FORM 6-K
SECURITIES AND EXCHANGE COMMISSION
Washington D.C. 20549
REPORT OF FOREIGN ISSUER
Pursuant to Rule 13a-16 or 15d-16
under the Securities Exchange Act of 1934
For the month of July 2018
Commission File Number 1-32575
Royal Dutch Shell plc
(Exact name of registrant as specified in its charter)
30, Carel van Bylandtlaan, 2596 HR The Hague
The Netherlands
(Address of principal executive offices)
Indicate by check mark whether the registrant files or will file annual reports under cover of Form 20-F or Form 40-F:
Form 20-F ☒ Form 40-F ☐
Indicate by check mark if the registrant is submitting the Form 6-K in paper as permitted by Regulation S-T Rule 101(b)(1): ☐
Indicate by check mark if the registrant is submitting the Form 6-K in paper as permitted by Regulation S-T Rule 101(b)(7): ☐
Indicate by check mark whether by furnishing the information contained in this Form, the registrant is also thereby furnishing the information to the Commission pursuant to Rule 12g3-2(b) under the Securities Exchange Act of 1934.
Yes ☐. No ☒
If Yes is marked, indicate below the file number assigned to the registrant in connection with Rule 12g3-2(b): 82-
ROYAL DUTCH SHELL PLC SECOND QUARTER 2018 INTERIM DIVIDEND
The Board of Royal Dutch Shell plc (RDS or the Company) today announced an interim dividend in respect of the second quarter of 2018 of US$0.47 per A ordinary share (A Share) and B ordinary share (B Share), equal to the US dollar dividend for the same quarter last year.
Details relating to the second quarter 2018 interim dividend
It is expected that cash dividends on the B Shares will be paid via the Dividend Access Mechanism from UK-sourced income of the Shell group.
Per ordinary share |
Q2 2018 | |||
RDS A Shares (US$) |
0.47 | |||
RDS B Shares (US$) |
0.47 |
Cash dividends on A Shares will be paid, by default, in euro, although holders of A Shares will be able to elect to receive dividends in pounds sterling.
Cash dividends on B Shares will be paid, by default, in pounds sterling, although holders of B Shares will be able to elect to receive dividends in euro.
The pounds sterling and euro equivalent dividend payments will be announced on September 3 2018.
Per ADS |
Q2 2018 | |||
RDS A ADSs (US$) |
0.94 | |||
RDS B ADSs (US$) |
0.94 |
Cash dividends on American Depository Shares (ADSs) will be paid, by default, in US dollars.
ADSs are listed on the New York Stock Exchange under the symbols RDS.A and RDS.B. Each ADS represents two ordinary shares, two A Shares in the case of RDS.A or two B Shares in the case of RDS.B. ADSs are evidenced by an American Depositary Receipt (ADR) certificate.
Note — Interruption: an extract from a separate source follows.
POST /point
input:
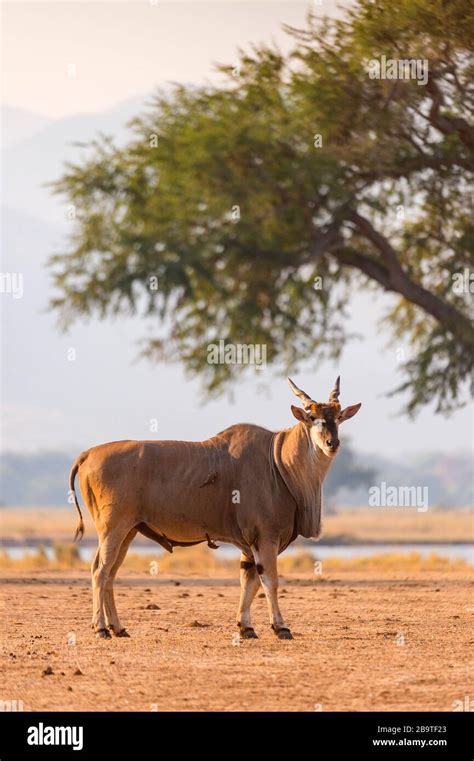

In many cases the terms ADR and ADS are used interchangeably.
Dividend timetable for the second quarter 2018 interim dividend
Announcement date |
July 26, 2018 | |
Ex-dividend date |
August 9, 2018 | |
Record date |
August 10, 2018 | |
Closing of currency election date (Note 1) |
August 24, 2018 | |
Pounds sterling and euro equivalents announcement date |
September 3, 2018 | |
Payment date |
September 17, 2018 |
Notes
Note 1:
A different currency election date may apply to shareholders holding shares in a securities account with a bank or financial institution ultimately holding through Euroclear Nederland. This may also apply to other shareholders who do not hold their shares either directly on the Register of Members or in the corporate sponsored nominee arrangement. Shareholders can contact their broker, financial intermediary, bank or financial institution for the election deadline that applies.
Taxation - cash dividends
Cash dividends on A Shares will be subject to the deduction of Dutch dividend withholding tax at the rate of 15%, which may be reduced in certain circumstances. Non-Dutch resident shareholders, depending on their particular circumstances, may be entitled to a full or partial refund of Dutch dividend withholding tax.
Furthermore, in April 2016, there were changes to the UK taxation of dividends. The dividend tax credit was abolished, and a tax free dividend allowance introduced, this was £5,000 for the 2016/17 and 2017/18 tax years and reduced to £2,000 for the 2018/19 tax year. Dividend income in excess of the allowance is taxable at the following rates: 7.5% within the basic rate band; 32.5% within the higher rate band; and 38.1% on dividend income taxable at the additional rate.
If you are uncertain as to the tax treatment of any dividends you should consult your tax advisor.
Dividend Reinvestment Plans
Equiniti Financial Services Limited (EFSL), part of the same group of companies as the Companys Registrar, Equiniti Limited, has reintroduced its Dividend Reinvestment Plan (DRIP) which enables RDS shareholders to elect to have their dividend payments used to purchase RDS shares of the same class as those already held by them.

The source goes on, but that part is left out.